Very small piece of code running on the web servers that adds the three tealeaf cookies. The TLTSID is a non-persistent cookie whose value does not change as long as the browser window remains open. The TLTHID cookie is a unique identifier assigned to each hit. The TLTUID is a persistent cookie left on the browser, whose value is sent each time the user revisits the site. All three cookies are 32-character GUIDs.

Client-Side Recording (CUI/SDK) Library

JavaScript (JS) library added to the web site and called from the web pages. This library implements the recording of the DOM events on the web page, and transmits the page’s DOM event information (mouse actions, keyboard actions, page rendering time, etc.) back to the tealeaf system. Includes a target page to be added to the web site that the library will call back to. The CUI/SDK is a very important piece to implement properly for sites that use anything similar to the “one-page” technique. The implementation of the CUI/SDK provides a much higher fidelity replay of the session.

Mobile Library

JavaScript (JS) library added to the Mobile web site and to the mobile device native application (IOS or Android) called by the device.This library implements the recording of the user’s interactions with the device and the page. Screen click, key-press, swipe, pinch, rotation and other page interactions are recorded and transmitted back to the tealeaf system. The implementation of the CUI/SDK provides a much higher fidelity replay of the session.
The following executable is installed onto the tealeaf user’s computer for replay of sessions

RealiTea Viewer

This is an executable program that can be installed onto a tealeaf user’s computer to allow for replay of user sessions. In addition to just replay, it allows multiple sessions to be downloaded to the user’s computer, and provides searching and analysis capabilities for patterns across these downloaded sessions. It includes the ability to customize the view panes and data fields displayed for both hits and for session metadata.
The following systems are not part of the tealeaf ecosystem, but if they exist in the company, they may be fed with data from the optional cxConnect servers.

SQL Relational Database Server for tealeaf events

Non-redundant Windows server running Microsoft SQL Server, or a corporate server running Microsoft SQL server. Tealeaf provides a reference schema for a relational database that links together sessions, hits, query parameters, events, and dimensions. The cxConnect data extractor populates these tables. These tables provide a very rich source for analytics against the user behaviors.

Real-Time decisioning systems

A system that modifies the web page contents based on the user’s past actions. Usually some kind of Complex Event Processing system tied into the web servers.
The following software constructs are resident in the corporate Active Directory structures.

Active Directory Security groups for tealeaf

At a minimum there are two AD security groups. One enumerates the userids which are allowed to use the tealeaf reporting GUI and allowed to access the session data stored in the Processing/Canister servers for replay. The other enumerates the userids given access to tealeaf at an administrative level. These may be Global groups or Domain-local, meaning that userids from multiple forests are supported if desired.

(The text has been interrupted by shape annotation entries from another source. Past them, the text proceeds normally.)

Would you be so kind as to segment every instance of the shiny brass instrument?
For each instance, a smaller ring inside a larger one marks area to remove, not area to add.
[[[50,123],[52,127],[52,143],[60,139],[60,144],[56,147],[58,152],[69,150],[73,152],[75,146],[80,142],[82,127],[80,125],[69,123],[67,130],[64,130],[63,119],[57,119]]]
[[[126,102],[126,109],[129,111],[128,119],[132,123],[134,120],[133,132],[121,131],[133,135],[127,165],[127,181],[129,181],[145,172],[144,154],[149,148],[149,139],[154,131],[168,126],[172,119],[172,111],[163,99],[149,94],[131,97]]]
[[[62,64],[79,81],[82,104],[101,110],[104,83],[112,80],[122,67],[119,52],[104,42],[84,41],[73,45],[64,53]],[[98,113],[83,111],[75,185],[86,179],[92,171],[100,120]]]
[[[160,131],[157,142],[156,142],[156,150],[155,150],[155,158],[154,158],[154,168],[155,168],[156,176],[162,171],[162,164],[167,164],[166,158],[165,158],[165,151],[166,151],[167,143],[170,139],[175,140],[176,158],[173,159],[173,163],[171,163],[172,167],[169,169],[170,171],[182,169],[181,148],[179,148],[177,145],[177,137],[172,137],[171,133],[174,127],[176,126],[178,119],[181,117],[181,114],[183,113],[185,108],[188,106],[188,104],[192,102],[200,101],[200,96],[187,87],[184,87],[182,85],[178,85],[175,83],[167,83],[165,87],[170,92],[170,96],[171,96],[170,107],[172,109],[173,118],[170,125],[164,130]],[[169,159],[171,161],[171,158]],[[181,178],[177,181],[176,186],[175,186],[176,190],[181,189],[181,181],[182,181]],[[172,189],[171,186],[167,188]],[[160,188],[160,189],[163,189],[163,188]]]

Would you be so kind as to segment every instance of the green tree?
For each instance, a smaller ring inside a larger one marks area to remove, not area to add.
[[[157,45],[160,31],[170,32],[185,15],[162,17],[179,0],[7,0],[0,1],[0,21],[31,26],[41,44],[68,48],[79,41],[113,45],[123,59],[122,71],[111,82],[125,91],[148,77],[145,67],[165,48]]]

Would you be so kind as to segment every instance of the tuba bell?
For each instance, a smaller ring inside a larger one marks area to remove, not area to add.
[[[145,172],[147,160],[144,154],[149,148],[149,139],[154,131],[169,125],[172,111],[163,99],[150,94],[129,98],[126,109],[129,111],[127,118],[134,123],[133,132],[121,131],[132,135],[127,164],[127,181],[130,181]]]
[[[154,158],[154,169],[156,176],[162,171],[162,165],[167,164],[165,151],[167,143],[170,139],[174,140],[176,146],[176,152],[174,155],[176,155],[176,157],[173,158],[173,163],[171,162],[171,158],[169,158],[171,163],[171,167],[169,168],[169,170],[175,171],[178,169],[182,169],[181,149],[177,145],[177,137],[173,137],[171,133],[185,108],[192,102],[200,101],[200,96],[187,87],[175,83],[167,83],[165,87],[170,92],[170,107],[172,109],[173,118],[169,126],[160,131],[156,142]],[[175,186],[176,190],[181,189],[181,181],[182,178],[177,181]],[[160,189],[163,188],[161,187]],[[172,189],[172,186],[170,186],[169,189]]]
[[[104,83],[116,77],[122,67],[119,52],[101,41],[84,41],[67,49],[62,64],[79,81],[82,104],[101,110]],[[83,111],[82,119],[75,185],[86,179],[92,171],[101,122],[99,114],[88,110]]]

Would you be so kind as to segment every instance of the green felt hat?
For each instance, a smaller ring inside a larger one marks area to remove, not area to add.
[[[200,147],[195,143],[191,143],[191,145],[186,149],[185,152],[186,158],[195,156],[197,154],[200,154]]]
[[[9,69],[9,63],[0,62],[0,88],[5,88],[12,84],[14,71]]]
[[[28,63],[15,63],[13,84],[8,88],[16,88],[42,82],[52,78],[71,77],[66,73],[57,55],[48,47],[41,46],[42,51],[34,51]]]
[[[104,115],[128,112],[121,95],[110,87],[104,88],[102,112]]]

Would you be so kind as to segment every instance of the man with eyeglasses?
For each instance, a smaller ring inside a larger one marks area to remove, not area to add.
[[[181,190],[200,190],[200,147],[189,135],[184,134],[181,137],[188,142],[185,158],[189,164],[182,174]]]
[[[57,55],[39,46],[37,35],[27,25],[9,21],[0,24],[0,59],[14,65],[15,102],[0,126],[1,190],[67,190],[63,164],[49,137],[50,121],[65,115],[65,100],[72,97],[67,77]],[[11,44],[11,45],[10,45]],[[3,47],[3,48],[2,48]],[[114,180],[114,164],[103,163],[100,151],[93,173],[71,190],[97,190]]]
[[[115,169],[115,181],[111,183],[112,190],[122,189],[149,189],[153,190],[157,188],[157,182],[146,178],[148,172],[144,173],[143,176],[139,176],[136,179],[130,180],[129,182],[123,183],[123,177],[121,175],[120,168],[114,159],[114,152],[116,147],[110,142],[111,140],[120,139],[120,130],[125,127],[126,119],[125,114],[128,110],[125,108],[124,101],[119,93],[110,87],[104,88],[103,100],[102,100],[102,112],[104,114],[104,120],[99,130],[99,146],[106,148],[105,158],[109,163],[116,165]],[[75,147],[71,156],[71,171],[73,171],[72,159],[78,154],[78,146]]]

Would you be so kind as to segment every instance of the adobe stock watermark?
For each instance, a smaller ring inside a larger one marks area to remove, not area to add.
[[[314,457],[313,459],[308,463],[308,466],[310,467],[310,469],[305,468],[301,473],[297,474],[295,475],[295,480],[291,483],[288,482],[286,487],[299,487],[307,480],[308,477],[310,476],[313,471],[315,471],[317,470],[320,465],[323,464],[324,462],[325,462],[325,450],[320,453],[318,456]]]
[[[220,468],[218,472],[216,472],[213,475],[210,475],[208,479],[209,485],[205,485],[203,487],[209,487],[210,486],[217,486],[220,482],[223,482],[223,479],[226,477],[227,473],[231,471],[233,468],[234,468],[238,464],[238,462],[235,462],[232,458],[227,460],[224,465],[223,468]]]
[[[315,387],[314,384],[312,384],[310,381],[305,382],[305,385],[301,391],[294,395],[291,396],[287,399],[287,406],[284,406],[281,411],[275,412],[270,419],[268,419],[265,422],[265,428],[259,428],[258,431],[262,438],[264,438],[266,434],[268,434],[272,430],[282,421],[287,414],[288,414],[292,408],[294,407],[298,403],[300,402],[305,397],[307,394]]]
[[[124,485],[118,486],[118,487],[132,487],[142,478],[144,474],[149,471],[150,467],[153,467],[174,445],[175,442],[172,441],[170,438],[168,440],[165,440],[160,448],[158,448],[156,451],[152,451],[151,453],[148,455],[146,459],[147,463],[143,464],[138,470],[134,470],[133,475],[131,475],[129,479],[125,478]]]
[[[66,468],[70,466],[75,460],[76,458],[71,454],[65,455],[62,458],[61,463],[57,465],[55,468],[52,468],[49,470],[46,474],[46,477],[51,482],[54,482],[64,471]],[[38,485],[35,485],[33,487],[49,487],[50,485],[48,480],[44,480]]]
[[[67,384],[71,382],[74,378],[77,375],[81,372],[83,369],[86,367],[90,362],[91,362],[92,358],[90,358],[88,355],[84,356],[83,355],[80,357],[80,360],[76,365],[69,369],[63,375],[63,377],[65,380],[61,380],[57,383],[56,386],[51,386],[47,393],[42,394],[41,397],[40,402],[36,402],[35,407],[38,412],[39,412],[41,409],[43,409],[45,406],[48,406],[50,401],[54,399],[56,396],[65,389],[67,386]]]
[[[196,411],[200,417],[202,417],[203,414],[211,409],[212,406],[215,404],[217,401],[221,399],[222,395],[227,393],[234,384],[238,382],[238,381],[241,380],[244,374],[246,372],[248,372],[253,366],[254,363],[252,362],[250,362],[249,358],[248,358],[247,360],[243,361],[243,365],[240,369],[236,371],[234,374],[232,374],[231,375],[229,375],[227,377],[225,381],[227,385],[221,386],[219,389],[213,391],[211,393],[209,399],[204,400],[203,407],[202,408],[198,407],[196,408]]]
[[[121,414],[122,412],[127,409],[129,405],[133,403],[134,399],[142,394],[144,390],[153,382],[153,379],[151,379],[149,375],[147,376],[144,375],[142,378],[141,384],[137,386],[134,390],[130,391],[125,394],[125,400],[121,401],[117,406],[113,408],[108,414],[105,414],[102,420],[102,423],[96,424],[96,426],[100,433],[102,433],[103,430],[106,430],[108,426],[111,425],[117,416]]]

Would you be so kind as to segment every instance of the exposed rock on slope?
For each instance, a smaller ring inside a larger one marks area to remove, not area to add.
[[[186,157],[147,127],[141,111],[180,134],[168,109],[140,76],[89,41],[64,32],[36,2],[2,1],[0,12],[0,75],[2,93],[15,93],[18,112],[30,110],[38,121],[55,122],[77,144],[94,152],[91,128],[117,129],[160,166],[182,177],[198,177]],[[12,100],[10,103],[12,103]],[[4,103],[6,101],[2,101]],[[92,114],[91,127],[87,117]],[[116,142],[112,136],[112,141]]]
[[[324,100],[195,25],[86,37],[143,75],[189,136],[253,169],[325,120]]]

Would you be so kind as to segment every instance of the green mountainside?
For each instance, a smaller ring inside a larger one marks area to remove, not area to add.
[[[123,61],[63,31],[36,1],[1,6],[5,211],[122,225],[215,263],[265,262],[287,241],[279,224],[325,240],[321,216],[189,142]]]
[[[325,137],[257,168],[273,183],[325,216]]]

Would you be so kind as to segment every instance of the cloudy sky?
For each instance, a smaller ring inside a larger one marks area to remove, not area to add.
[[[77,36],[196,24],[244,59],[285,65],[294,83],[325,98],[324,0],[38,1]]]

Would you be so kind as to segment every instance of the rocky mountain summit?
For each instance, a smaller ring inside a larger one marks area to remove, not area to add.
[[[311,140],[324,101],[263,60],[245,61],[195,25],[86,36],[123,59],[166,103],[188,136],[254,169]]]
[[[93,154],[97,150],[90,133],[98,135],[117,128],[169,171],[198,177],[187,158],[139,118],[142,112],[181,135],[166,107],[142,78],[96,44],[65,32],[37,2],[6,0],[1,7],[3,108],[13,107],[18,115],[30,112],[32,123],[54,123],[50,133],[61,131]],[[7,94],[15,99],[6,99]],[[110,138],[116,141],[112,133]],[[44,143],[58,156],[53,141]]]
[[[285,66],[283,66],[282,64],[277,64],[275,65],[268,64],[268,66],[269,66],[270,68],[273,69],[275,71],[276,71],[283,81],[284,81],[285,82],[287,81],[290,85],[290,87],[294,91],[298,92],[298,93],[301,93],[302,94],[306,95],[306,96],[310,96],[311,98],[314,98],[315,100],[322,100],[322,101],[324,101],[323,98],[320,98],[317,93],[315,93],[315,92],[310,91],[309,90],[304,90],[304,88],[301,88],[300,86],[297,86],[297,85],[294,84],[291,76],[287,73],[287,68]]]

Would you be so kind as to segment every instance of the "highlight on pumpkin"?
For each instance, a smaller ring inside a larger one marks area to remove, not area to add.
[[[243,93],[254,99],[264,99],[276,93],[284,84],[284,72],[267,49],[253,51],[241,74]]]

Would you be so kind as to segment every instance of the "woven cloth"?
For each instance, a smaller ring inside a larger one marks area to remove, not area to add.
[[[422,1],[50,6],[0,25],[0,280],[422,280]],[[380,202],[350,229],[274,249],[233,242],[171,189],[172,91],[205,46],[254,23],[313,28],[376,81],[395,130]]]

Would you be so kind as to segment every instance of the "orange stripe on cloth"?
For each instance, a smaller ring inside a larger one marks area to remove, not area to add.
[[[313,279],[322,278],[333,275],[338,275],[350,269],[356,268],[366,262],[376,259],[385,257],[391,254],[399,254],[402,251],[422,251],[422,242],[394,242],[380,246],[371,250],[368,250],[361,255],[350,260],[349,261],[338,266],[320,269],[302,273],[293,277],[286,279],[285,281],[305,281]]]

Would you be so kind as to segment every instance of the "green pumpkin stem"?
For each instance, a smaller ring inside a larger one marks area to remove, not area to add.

Additional AD security groups may be created for teams such as fraud investigation teams, which are given access to encrypted PCI data, should the system be configured to encrypt certain fields instead of blocking them. Only member of these specific AD groups will be able to see the PCI data in clear text. Normal tealeaf users and tealeaf administrators see encrypted gibberish. PCI fields that are blocked instead of encrypted are always replaced with ‘X’ for all users.

Conclusion

I hope this overview is useful in understanding at a very high level all the components of the tealeaf ecosystem. As with all large complex computer systems, the features and components are evolving, so this post will eventually become obsolete. However, as of tealeaf version 8.8 in the spring of 2014, this should be a pretty complete picture
Feedback, comments, and questions are always welcome. Happy Tealeaf-ing!